Kinder 40 Tage nach Flugzeugabsturz im Dschungel gerettet, Familie wieder vereint
Die Kinder irrten herum, bauten sich Unterstände und ernährten sich von Früchten. Ein glückliches Ende einer mühsamen Suche mit Hunderten Soldaten und Indigenen.
Bogota – Nach der Rettung von vier Kindern aus dem kolumbianischen Regenwald ist die Familie wiedervereint. „Ich habe sie besucht. Sie sind sehr erschöpft, die Armen", sagte der Großvater Filencio Valencia der Zeitung „El Tiempo" am Samstag, nachdem er seine Enkel im Militärhospital in Bogotá besucht hatte. „Sie schlafen. Sie sind unterernährt. Sie sind dünn, sehr dünn."

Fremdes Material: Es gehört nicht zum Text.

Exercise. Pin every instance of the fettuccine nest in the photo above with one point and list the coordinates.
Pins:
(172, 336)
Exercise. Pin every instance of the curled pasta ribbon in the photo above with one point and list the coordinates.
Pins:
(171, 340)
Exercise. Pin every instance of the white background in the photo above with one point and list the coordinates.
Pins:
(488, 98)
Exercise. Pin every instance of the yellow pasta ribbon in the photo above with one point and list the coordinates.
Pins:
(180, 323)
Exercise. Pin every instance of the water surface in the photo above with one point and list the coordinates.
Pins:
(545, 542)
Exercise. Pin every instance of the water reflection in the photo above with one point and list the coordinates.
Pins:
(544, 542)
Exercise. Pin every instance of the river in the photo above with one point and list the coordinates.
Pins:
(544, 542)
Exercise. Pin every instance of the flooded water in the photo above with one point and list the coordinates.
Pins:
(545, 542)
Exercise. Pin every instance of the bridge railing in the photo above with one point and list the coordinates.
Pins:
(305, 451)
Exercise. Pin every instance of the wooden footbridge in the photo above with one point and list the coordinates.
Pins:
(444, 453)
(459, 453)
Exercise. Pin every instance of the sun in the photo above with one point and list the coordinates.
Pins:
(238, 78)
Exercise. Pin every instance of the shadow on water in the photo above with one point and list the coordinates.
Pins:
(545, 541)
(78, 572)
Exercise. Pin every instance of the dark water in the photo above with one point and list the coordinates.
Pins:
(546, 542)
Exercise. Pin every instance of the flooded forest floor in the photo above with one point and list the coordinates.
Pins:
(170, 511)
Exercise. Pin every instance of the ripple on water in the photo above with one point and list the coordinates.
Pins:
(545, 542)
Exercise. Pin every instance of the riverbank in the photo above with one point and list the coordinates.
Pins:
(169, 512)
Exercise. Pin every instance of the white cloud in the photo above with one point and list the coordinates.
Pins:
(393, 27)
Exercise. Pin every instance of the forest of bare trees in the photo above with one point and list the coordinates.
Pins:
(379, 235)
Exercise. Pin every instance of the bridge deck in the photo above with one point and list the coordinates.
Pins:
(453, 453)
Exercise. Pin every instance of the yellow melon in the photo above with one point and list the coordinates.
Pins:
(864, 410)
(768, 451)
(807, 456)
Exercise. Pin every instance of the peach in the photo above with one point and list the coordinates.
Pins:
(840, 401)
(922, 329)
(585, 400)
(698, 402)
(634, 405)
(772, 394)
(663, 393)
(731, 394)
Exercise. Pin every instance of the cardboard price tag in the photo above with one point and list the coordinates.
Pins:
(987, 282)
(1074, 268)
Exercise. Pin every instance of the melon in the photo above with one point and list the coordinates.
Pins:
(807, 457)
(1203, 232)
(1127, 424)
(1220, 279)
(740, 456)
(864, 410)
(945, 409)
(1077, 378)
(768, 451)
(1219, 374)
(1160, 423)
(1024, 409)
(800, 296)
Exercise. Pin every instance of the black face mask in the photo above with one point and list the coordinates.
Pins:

Auch die Großmutter Fátima Valencia besuchte die Geschwister im Krankenhaus. „Ich weine vor Freude. Die Kinder sind erschöpft, aber ich habe das Fleisch und Blut meiner Tochter zurück." Die Mutter der Kinder war bei dem Flugzeugabsturz am 1. Mai im Süden des Landes ums Leben gekommen. Seitdem hatten Soldaten und Indigene die Kinder in dem unwegsamen Gelände gesucht.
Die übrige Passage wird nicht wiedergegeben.